A Wartime Journey Revisited
By Ian and Sandie Schagen
ISBN: 978 1 788 037 70 9
While I can live with books, in which the stories are based on facts, I have to admit to being a non-fiction fan. In fact, stories from life experiences are so significantly fulfilling that I can find myself drifting into various eras, with consummate ease, as long as the writer engages and does not rankle my sensitivities. Well-travelled and well-educated, in this case, both writers, husband and wife, followed their hearts and a route inscribed by Ian’s father, Dutchman Pieter Schagen. Fleeing from Nazi-controlled Holland, the young man travelled through the Low Countries to France and Spain, where he was imprisoned but managed to escape to Gibraltar. From there, he continued to travel to the UK, whereupon he signed-up to fly for the RAF. Amazingly, 54 years later, he wrote a book about his travels (‘An Odyssey through Occupied Europe in 1943’). Eighteen years later, his son Ian and his wife Sandie set out on an identical trek, partly to find the places and also the people that Pieter had encountered. Hugely inspiring, this is no ordinary travelogue.
Stuff They Don’t Want You To Know – Conspiracy theories that won’t go away
By David Southwell and Graeme Donald
ISBN: 978 1 787 3907 44
We all love a bit of a conspiracy, it makes life more fulfilling! Messrs Southwell (journalist and author) and Donald (historian and author) have investigated around eighty conspiracies, delving into records, interviewing key suspects and prising open cover-ups to create 208pp of ‘wow-factor’, supported by photography and evidence that will make your head spin. Needless to say, politics is well covered but so too are the organisations known for perpetrating innumerable ‘falsehoods’. Each chapter of the book highlights the facts as we all know them, followed by the extenuating circumstances and the most convincing and often contrary evidence. However, it is mildly disturbing to discover areas of commonality in ‘the usual suspects’ and also ‘the strange parts’. In truth, the book is constructed most neatly and follows a set system to either debunk, or support individual beliefs. Great fun to read and sure to raise more than a few post-prandial discourses.

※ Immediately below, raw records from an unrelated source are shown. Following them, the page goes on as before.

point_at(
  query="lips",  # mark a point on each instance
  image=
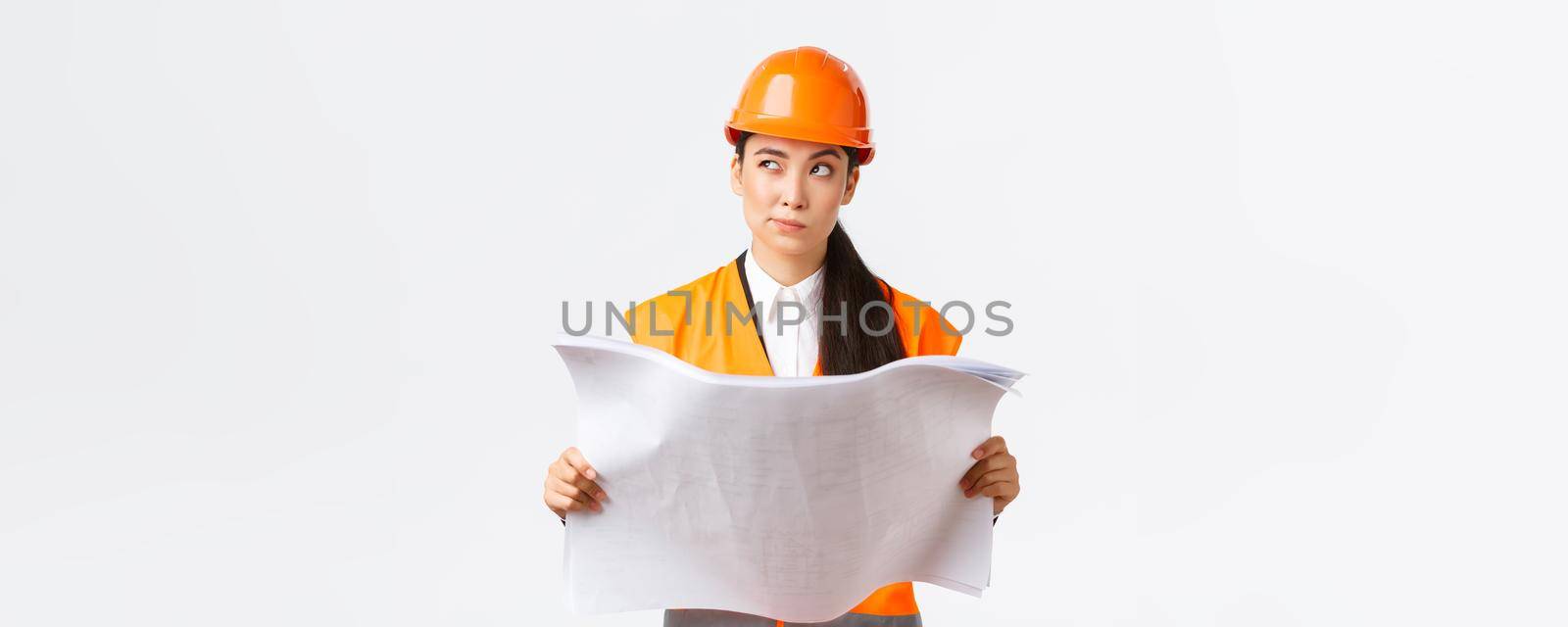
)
(789, 226)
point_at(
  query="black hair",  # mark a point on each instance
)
(849, 287)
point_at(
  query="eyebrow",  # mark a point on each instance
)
(781, 154)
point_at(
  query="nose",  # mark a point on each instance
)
(794, 193)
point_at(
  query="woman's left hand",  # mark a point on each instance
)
(995, 475)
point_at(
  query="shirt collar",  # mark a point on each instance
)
(764, 289)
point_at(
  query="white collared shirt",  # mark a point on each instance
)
(792, 347)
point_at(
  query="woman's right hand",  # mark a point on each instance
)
(569, 485)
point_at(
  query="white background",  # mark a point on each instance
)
(278, 279)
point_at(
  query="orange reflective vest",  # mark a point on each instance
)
(710, 323)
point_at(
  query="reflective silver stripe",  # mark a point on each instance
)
(720, 618)
(852, 619)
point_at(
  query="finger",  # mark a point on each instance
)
(990, 447)
(984, 466)
(1001, 490)
(561, 504)
(568, 474)
(576, 459)
(1000, 475)
(577, 494)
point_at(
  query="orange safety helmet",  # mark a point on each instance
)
(805, 94)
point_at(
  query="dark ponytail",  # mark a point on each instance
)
(857, 342)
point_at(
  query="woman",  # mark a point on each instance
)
(799, 302)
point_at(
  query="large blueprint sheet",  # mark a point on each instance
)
(784, 498)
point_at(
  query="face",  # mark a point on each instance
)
(792, 192)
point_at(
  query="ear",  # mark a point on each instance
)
(849, 185)
(734, 176)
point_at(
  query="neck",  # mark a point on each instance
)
(789, 268)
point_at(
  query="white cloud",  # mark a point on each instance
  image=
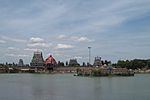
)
(80, 39)
(36, 40)
(12, 48)
(78, 57)
(30, 49)
(61, 36)
(64, 46)
(13, 39)
(15, 55)
(2, 41)
(38, 43)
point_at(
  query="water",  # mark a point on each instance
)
(69, 87)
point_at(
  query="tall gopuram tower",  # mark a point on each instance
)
(20, 63)
(97, 62)
(37, 60)
(50, 61)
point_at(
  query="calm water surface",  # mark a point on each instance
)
(69, 87)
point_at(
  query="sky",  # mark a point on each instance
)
(114, 29)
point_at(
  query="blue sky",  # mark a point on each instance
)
(115, 29)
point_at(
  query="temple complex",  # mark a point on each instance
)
(37, 60)
(73, 62)
(50, 61)
(20, 63)
(97, 62)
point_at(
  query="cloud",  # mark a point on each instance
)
(2, 41)
(31, 49)
(61, 36)
(80, 39)
(36, 40)
(13, 39)
(12, 48)
(64, 46)
(78, 57)
(38, 43)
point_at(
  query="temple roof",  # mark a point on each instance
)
(50, 60)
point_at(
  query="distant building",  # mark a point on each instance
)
(37, 60)
(50, 61)
(20, 63)
(73, 62)
(97, 62)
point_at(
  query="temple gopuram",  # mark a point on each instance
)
(37, 60)
(97, 62)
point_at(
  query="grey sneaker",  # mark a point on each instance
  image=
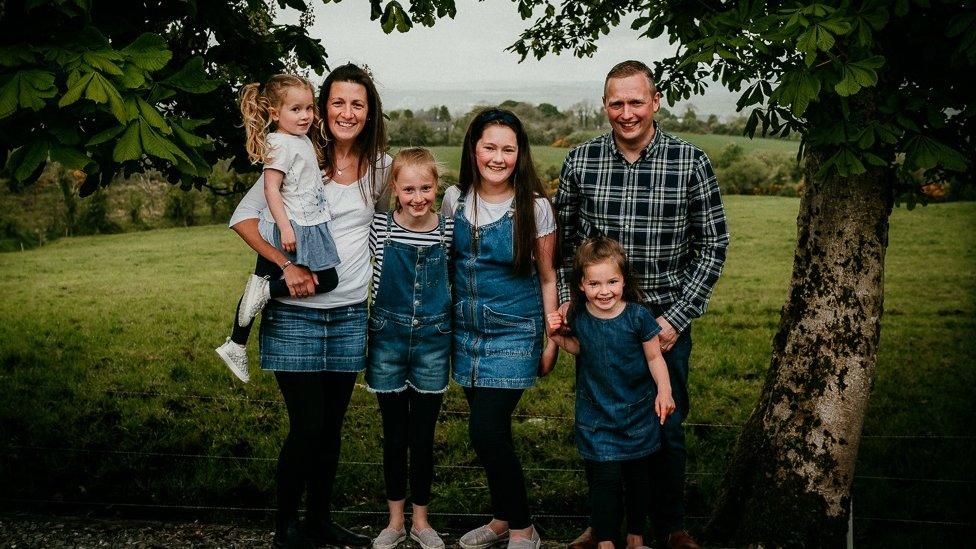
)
(389, 539)
(235, 357)
(482, 537)
(522, 543)
(256, 296)
(427, 538)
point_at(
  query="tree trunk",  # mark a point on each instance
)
(789, 480)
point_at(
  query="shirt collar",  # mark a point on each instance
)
(645, 152)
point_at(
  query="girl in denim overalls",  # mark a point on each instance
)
(623, 392)
(503, 281)
(410, 339)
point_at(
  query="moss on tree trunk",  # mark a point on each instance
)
(790, 477)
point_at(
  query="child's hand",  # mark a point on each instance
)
(554, 321)
(287, 238)
(664, 405)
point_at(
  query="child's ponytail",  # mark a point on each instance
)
(257, 119)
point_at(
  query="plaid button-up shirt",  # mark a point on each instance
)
(665, 209)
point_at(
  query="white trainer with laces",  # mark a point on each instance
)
(234, 356)
(256, 295)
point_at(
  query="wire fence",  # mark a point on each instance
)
(20, 448)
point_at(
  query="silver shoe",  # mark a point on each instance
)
(235, 357)
(427, 538)
(522, 543)
(389, 539)
(256, 296)
(482, 537)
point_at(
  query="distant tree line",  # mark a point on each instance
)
(544, 122)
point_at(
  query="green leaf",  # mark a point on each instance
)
(797, 90)
(192, 78)
(151, 115)
(35, 153)
(26, 89)
(149, 52)
(129, 146)
(70, 158)
(104, 136)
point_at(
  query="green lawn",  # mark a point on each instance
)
(106, 346)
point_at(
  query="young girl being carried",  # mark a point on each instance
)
(296, 198)
(623, 392)
(410, 339)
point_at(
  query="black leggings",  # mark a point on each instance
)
(316, 403)
(409, 418)
(490, 429)
(328, 280)
(613, 481)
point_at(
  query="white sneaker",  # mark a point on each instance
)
(234, 356)
(256, 296)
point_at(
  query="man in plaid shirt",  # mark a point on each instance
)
(657, 195)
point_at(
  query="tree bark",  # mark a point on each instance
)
(790, 477)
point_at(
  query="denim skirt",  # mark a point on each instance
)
(304, 339)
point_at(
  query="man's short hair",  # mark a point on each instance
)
(630, 68)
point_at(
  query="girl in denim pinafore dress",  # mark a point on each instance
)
(623, 391)
(503, 282)
(410, 340)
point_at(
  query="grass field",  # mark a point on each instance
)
(110, 390)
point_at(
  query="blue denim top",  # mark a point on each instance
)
(413, 283)
(615, 418)
(497, 312)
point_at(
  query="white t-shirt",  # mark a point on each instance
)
(351, 218)
(301, 189)
(488, 212)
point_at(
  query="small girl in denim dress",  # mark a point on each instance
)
(296, 198)
(410, 339)
(623, 392)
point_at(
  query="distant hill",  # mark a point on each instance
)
(462, 96)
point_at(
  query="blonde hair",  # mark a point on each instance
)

The Ultimate Encyclopaedia of Tennis
By John Parsons and Henry Wancke
ISBN: 978 1 787 3905 77
It is summer. Summer means sport in the UK, with Henley, the Grand Prix, Goodwood and Wimbledon all commanding their share of attention. However, most compelling to the majority of spectators, TV viewers and radio listeners is the wonderful world of tennis. First published no less than two decades ago, this latest imprint is the updated version of a world-renowned book. Sadly, its main protagonist (John Parsons) died in 2004 but his colleague from the journalists’ box, Henry Wancke, continues to update the contents and JP’s legacy for the sport he loved above all. Sadly, the history of the sport misses a mention of the walled Real Tennis Court, at Falkland Palace, in Scotland, which is a small error in an otherwise concise and comprehensive book on the Sport of Kings. Each nation, each venue, each legendary player and even the rules of the game are annotated in Technicolor detail, complete with a chapter on the scandals, another on the oddities and, finally, the records set over the years. A usefully handy large format book to park next to your favourite armchair, as you indulge in another season of one of the greatest games in the world.